Cheveux longs attachés en queue de cheval, petites lunettes et pull gris, Farid Khelil se décrit aussi comme un enfant en « manque d’affection » après le divorce de ses parents et décrit son éducation « à la française » par une fille de harkis et l’« injustice » qu’il a ressentie après un licenciement économique en 2015.

S’il s’est un temps rendu à la mosquée pour renouer avec son père, puis a fréquenté son cousin Abdel-Malik Petitjean qui l’a initié à la prière et lui a montré des vidéos de propagande pour le « sensibiliser » au sort des Syriens, l’accusé affirme n’avoir « jamais eu » d’engagement religieux et n’avoir « jamais pratiqué ».

Après lui, Yassine Sebaihia, 27 ans, explique comment il s’est tourné vers la religion en 2016.

En échec dans ses études de BTS électrotechnique, sans emploi, en froid avec sa petite amie, il a le sentiment qu’on lui a « jeté un sort » et recherche des informations sur le sujet via « des vidéos sur l’internet ».

Ce jeune homme aux longs cheveux frisés se dit peut-être « naïf » mais assure n’avoir « jamais eu d’amis qui ont commis des délits ».

Il est poursuivi pour avoir brièvement rejoint les deux djihadistes à Saint-Étienne-du-Rouvray le 24 juillet, avant de repartir le lendemain. Il a toujours affirmé qu’il n’avait pas eu connaissance de leur projet d’action violente.

« Comprendre »

La cour doit entendre mardi le troisième accusé, Jean-Philippe Jean Louis.

Tous trois en détention provisoire depuis cinq ans, ils encourent trente ans de réclusion criminelle.

Avant-même le début de l’audience, les parties civiles ont exprimé le vœu de « comprendre ».

Grièvement blessé par les deux djihadistes, Guy Coponet, un paroissien, a souhaité « que justice soit faite ». Il « veut comprendre […] comment des jeunes tout juste sortis de l’adolescence en sont arrivés à commettre de telles horreurs », a expliqué à l’AFP son avocat, Me Méhana Mouhou.

L’une des sœurs du père Hamel, Roseline, attend aussi « la vérité […] sur le manque de moyens » donnés « aux forces publiques pour éviter ce massacre ».

L’un des assassins, Adel Kermiche, était placé sous bracelet électronique au moment de l’attentat, après un départ avorté vers la Syrie.

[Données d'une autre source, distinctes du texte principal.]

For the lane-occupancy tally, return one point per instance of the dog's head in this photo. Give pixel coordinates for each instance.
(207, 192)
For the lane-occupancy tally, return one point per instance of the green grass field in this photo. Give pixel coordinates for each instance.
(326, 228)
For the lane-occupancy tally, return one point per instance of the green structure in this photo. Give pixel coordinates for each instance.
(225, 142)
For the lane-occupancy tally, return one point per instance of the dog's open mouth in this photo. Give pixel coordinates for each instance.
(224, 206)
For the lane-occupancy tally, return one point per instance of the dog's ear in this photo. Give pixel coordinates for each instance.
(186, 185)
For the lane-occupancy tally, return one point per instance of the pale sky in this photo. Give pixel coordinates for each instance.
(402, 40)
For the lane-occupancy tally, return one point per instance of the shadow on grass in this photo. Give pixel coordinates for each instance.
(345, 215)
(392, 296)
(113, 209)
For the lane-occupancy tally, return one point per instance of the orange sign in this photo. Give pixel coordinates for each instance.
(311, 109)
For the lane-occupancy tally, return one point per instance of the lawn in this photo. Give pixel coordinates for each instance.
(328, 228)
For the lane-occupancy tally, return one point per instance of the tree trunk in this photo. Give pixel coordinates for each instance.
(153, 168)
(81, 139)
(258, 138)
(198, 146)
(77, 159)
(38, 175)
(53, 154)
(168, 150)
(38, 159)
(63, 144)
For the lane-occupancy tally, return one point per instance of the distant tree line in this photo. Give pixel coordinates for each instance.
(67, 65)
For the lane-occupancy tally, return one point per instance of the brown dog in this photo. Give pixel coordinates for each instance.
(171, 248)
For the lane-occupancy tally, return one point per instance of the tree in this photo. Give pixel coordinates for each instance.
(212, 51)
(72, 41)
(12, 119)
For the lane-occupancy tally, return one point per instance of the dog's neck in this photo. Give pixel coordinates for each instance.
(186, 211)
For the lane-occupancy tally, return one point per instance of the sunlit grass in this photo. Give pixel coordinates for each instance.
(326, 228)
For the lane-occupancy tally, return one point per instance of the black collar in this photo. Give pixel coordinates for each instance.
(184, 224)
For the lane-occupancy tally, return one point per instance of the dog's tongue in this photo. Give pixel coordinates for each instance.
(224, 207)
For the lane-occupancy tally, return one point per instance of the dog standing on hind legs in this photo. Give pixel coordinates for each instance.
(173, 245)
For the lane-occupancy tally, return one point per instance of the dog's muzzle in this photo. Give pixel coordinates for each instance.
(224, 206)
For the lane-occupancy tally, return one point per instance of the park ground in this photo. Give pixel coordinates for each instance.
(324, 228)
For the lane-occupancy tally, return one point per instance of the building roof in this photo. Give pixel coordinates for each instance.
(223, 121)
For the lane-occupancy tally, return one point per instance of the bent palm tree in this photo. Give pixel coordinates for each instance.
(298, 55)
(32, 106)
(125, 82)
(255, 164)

La direction du renseignement de la préfecture de police (Dr PP) de Paris a en outre été mise en cause car, selon un article publié en 2018 par Mediapart, ses enquêteurs avaient eu accès une semaine avant l’assassinat à des messages du jeune homme sur la messagerie cryptée Telegram où il évoquait une attaque dans une église.

Quatre des cinq agents de ce service, cités à témoigner, ne sont « pas aptes psychologiquement à être entendus lors du procès », selon des certificats médicaux cités lundi par le président de la cour, éprouvés par cette affaire ainsi que par l’attentat survenu en 2019 dans les locaux de la préfecture de police de Paris.

La cour décidera plus tard si elle renonce à leur audition.